Le 14 juillet 1933, le régime national-socialiste édicta la première grande mesure d’hygiène raciale au travers de la Loi de prévention d’une descendance atteinte de maladie héréditaire. Le docteur Arthur Gutt, médecin et directeur de la division de la santé publique au ministère de l’intérieur du Reich ainsi que le docteur Ernst Rudin, psychiatre et cofondateur du mouvement allemand d’hygiène raciale apportèrent leur aide dans la formulation de cette loi de stérilisation. On s’appuya sur un ancien projet de loi sur la stérilisation volontaire.
On estime que 400 000 Allemands furent stérilisés de force entre 1933 et 1945. La décision de procéder à une stérilisation forcée reposait sur neuf critères de maladies recensées dans la Loi de prévention d’une descendance atteinte de maladie héréditaire: «idiotie congénitale», schizophrénie, psychose maniaco-dépressive, épilepsie héréditaire, maladie d’Huntington (maladie héréditaire du système nerveux), cécité et surdité héréditaires, graves malformations physiques congénitales et alcoolisme chronique.»
Lors du déclenchement de la guerre et dans son ombre se mit en marche ce que personne, y compris les Allemands et les politiciens prêchant l’apaisement entre 1933 et 1939, n’aurait pu imaginer en des temps «normaux»: le génocide à grande échelle des êtres les plus vulnérables de la société que l’on avait recensés. «La Seconde Guerre mondiale a servi de prétexte et de couverture pour l’assassinat des «êtres indésirables» qu’on avait déjà écartés de la société et empêchés de fonder une famille. En s’appuyant sur les arguments émis dans les années vingt par des médecins et des juristes, les nazis tentèrent de justifier ces assassinats en les présentant comme des mesures d’«euthanasie» (étymologiquement: bonne mort, mort douce) et de «mort donnée par pitié» (Gnadentod). Des centaines de personnes, directeurs d’institutions, pédiatres, psychiatres, médecins de famille et infirmières participèrent à l’application de ce programme.
Les premières victimes furent les êtres les plus vulnérables de la société allemande: les nouveau-nés et les enfants souffrant d’un handicap physique ou mental.

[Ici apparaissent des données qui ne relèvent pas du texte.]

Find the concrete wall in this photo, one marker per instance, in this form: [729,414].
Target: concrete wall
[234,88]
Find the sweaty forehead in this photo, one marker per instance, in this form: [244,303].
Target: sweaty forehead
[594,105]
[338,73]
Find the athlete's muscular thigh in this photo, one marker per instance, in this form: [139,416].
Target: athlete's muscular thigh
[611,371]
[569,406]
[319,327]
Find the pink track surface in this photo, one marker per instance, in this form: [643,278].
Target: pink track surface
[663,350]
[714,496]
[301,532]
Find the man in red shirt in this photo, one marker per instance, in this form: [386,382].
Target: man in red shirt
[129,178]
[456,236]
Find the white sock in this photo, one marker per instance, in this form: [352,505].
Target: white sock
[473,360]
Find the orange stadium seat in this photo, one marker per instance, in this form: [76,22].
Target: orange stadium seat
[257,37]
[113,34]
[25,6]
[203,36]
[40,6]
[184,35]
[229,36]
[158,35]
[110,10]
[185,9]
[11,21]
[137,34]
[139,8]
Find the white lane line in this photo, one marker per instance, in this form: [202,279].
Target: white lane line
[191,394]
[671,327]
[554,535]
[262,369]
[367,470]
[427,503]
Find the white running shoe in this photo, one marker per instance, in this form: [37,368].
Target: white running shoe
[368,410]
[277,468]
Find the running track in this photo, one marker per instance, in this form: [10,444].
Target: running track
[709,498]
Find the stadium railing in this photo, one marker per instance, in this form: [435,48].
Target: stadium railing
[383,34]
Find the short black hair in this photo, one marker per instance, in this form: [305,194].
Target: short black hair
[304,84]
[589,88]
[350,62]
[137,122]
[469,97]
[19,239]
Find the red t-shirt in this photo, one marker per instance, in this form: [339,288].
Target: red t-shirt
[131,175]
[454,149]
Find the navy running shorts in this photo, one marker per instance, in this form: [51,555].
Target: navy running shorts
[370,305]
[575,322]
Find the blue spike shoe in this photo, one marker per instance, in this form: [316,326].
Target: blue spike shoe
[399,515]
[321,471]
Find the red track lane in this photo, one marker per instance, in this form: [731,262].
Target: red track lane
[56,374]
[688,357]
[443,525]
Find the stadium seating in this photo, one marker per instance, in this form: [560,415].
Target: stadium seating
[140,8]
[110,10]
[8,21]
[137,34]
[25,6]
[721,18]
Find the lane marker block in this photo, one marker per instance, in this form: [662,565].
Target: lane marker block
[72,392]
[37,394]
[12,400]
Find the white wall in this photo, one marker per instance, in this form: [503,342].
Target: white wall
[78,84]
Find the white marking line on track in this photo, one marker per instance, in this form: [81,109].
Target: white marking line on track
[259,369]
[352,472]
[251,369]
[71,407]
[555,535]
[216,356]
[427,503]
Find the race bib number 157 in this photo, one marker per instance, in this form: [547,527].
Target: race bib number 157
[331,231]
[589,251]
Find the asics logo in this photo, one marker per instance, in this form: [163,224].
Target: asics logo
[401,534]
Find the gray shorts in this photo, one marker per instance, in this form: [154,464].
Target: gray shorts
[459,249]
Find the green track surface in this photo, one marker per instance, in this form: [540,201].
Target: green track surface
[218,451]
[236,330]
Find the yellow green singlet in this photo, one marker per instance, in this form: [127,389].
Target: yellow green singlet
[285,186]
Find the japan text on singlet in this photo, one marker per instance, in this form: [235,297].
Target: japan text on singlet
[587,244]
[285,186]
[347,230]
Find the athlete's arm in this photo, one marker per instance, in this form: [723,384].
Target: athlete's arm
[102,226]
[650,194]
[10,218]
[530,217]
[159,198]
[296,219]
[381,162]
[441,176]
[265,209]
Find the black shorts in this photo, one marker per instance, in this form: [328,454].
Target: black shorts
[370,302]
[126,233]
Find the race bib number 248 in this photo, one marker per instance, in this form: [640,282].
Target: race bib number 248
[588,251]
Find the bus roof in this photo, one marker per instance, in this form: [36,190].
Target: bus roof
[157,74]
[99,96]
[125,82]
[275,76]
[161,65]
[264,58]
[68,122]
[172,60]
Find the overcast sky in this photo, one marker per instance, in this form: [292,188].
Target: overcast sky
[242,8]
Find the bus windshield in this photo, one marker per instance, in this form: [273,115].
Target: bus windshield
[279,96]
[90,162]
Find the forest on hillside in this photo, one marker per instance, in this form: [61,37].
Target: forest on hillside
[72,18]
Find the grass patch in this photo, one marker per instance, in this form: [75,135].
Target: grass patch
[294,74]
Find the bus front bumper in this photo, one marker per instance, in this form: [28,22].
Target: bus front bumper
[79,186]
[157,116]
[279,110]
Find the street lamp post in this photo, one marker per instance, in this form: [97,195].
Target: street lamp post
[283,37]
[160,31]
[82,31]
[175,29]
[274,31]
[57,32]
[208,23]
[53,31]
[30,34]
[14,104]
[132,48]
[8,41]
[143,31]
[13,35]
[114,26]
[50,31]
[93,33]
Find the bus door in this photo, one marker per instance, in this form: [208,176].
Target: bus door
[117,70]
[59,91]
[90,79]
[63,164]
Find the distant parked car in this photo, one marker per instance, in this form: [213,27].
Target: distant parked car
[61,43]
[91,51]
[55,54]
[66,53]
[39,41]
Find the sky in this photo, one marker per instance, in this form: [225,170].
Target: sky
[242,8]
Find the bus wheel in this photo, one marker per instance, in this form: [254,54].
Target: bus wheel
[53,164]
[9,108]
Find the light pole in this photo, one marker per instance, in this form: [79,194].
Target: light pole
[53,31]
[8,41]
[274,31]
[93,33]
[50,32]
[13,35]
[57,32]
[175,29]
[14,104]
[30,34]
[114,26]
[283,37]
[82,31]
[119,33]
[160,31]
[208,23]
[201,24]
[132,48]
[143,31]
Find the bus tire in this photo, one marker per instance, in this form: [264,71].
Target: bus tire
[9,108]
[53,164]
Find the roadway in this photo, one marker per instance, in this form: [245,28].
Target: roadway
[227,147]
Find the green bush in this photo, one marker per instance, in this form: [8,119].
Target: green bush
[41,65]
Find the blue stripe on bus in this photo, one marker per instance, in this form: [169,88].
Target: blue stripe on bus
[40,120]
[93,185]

Le ministère de l’Intérieur du Reich ordonna aux sages-femmes et aux médecins de déclarer les malformations congénitales graves. Trois médecins spécialistes examinaient chaque cas et décidaient de la vie ou de la mort des enfants. Entre 1939 et 1945, plus de 5000 garçons et filles furent assassinés par les médecins et le personnel soignant dans la trentaine de «sections spécialisées dans l’enfance» d’institutions et d’hôpitaux. […]»
Les conséquences sont connues: il s’agit du génocide de millions de personnes fondé sur des théories raciales insensées, tel que le décrit de manière impressionnante Timothy Snyder dans son livre «Bloodlands».
Et aujourd’hui? Tirer les leçons de l’histoire, n’est-ce pas être capable de reconnaître à temps les premières manifestations d’inhumanité et d’y mettre un terme afin qu’on n’en arrive plus jamais à des crimes semblables à ceux perpétrés par les nazis?